Cypher clauses exercised

  • MATCH (n:Person) — a label scan over the Person nodes.
  • RETURN n.name AS name — projection of a node property under an alias.
  • ORDER BY name — deterministic ascending ordering of the result rows.
  • WHERE n.age > $min — predicate filtering, with the threshold passed as a query parameter.
  • MATCH (a:Person)-[:KNOWS]->(b:Person) — a directed relationship pattern restricted to the KNOWS type.
  • CREATE (n:Guest {name: "Frank"}) — a write transaction adding a labelled node with an inline property map.

Key APIs

  • graph/lpg.New / Graph.AddNode / SetNodeLabel / SetNodeProperty / AddEdge / SetEdgeLabel — build the labelled property graph.
  • cypher.NewEngine — bind the graph to a query engine.
  • cypher.Engine.Run — execute a read query (the three MATCH queries).
  • cypher.Engine.RunInTx — execute a write query (CREATE) atomically.
  • cypher.Result — forward-only streaming result set (Next, Record, Err, Close).
  • cypher/expr.StringValue / expr.IntegerValue — the runtime value types the engine returns for projected string and integer properties; the example unwraps them to bare Go string / int64 for printing.

Further reading

Documentation

Overview

Example 22_cypher — the GoGraph Cypher engine, the module's flagship (100% openCypher TCK compliant at the execution level).

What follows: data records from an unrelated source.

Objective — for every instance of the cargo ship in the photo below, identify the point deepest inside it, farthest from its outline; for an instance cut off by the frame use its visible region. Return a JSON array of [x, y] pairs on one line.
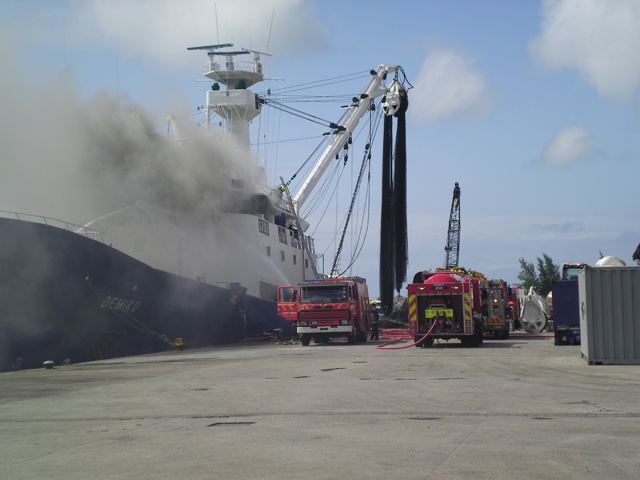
[[154, 277]]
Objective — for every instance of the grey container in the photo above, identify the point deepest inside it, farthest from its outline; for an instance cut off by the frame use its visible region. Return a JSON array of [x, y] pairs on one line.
[[610, 315]]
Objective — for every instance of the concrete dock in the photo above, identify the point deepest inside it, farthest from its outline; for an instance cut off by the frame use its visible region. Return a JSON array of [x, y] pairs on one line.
[[520, 408]]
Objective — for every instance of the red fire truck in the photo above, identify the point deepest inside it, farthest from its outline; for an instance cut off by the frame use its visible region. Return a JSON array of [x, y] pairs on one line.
[[328, 308], [496, 314], [445, 305]]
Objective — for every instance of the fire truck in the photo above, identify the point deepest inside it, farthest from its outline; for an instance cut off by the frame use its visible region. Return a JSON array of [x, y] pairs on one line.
[[497, 313], [329, 308], [445, 305]]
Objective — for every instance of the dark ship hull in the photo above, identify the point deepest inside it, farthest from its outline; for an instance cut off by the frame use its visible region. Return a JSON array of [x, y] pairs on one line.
[[68, 298]]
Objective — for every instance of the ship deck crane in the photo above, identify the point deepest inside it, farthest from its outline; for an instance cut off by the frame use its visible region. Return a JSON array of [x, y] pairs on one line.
[[452, 249]]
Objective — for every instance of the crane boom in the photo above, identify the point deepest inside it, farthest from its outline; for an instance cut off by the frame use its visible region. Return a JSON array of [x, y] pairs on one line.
[[452, 249]]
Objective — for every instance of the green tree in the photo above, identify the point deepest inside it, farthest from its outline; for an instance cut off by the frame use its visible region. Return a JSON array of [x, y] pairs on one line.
[[548, 272]]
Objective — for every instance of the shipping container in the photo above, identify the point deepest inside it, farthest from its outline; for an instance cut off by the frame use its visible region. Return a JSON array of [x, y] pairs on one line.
[[610, 315]]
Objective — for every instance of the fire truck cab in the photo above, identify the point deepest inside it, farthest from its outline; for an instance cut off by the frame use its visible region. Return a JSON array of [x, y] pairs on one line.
[[332, 307]]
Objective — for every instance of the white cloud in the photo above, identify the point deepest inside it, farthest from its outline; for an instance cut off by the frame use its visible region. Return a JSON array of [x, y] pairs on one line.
[[570, 145], [448, 86], [158, 31], [599, 38]]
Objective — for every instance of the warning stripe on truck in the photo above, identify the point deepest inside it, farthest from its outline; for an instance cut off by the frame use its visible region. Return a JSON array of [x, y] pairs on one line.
[[467, 306]]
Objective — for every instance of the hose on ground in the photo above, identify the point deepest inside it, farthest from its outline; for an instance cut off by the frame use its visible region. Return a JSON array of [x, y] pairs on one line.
[[385, 346]]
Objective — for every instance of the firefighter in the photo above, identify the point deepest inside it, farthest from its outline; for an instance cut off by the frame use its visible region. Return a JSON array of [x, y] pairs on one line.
[[375, 320]]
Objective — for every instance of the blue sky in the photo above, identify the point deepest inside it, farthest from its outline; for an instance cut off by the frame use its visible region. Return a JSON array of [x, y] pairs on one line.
[[531, 106]]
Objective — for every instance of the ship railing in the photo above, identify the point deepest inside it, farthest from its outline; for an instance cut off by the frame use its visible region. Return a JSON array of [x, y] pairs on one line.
[[233, 64], [55, 222]]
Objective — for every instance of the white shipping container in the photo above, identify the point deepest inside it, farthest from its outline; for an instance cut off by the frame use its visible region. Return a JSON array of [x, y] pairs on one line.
[[610, 315]]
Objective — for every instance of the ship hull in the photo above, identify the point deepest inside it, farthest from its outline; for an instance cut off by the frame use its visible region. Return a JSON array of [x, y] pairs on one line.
[[68, 298]]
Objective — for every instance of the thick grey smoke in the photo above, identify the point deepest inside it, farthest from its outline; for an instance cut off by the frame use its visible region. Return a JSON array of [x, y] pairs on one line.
[[76, 159]]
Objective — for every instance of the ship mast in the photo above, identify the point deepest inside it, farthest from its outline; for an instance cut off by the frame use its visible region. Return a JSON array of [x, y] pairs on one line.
[[236, 104]]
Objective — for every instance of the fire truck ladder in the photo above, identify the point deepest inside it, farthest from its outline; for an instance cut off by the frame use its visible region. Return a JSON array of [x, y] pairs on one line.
[[452, 249]]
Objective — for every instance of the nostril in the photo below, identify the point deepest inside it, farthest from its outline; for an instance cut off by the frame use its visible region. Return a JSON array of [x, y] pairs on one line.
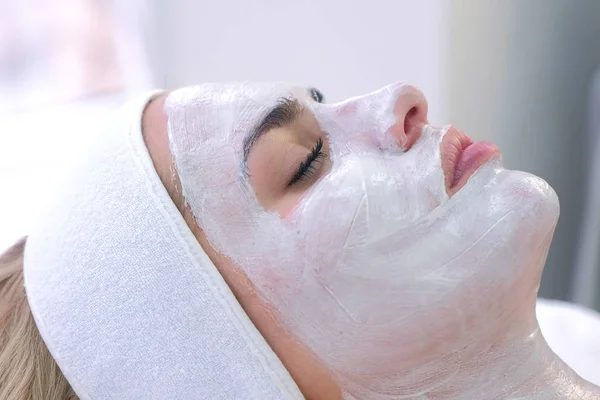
[[411, 120]]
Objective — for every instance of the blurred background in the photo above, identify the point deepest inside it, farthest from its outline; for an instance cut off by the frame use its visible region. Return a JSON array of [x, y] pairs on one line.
[[519, 73]]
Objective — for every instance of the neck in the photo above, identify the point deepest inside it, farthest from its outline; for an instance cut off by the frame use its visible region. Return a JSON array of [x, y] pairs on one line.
[[525, 369]]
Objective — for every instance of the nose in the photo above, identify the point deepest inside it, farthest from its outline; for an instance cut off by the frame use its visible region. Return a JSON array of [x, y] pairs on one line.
[[410, 111]]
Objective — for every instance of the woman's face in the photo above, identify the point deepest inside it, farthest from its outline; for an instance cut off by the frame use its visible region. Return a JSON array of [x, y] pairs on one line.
[[391, 249]]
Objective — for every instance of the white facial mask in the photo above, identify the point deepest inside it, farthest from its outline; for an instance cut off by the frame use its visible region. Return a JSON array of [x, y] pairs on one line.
[[384, 278]]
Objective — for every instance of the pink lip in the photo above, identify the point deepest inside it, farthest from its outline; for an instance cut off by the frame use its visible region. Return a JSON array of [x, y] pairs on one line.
[[461, 157]]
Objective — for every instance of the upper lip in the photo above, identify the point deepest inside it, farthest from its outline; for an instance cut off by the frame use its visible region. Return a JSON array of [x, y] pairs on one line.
[[453, 144]]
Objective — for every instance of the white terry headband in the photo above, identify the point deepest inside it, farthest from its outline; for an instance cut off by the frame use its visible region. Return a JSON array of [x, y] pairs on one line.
[[125, 298]]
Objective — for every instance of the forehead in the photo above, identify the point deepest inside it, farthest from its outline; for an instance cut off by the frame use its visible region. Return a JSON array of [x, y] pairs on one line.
[[225, 112], [265, 94]]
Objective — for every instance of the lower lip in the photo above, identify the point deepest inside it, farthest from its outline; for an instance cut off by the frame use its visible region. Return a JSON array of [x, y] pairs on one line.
[[471, 159]]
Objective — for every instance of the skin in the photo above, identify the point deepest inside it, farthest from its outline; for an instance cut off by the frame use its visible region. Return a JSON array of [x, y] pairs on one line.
[[312, 378], [271, 165]]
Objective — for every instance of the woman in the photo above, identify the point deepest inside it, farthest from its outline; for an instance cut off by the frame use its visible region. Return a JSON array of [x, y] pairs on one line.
[[246, 241]]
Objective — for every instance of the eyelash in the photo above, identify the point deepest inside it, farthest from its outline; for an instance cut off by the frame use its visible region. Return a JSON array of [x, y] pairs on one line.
[[307, 168]]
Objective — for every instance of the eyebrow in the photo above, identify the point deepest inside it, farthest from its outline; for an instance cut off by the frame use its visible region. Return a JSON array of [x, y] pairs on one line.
[[287, 110]]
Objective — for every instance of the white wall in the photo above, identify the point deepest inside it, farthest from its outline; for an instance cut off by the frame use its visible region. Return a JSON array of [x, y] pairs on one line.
[[344, 48], [518, 73]]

It builds a small social graph with the property-graph API and then queries it with five Cypher idioms: a label scan with projection and ORDER BY, a WHERE filter, a relationship pattern, and a CREATE inside a write transaction. Every value is read back from the result record and printed in human-readable form — names and ages, never raw node IDs.

Every query that can return more than one row carries an ORDER BY, so the output is fully deterministic for the hard-coded inputs and serves as the regression baseline a future change should preserve. Run `go run ./examples/22_cypher` to capture the stdout.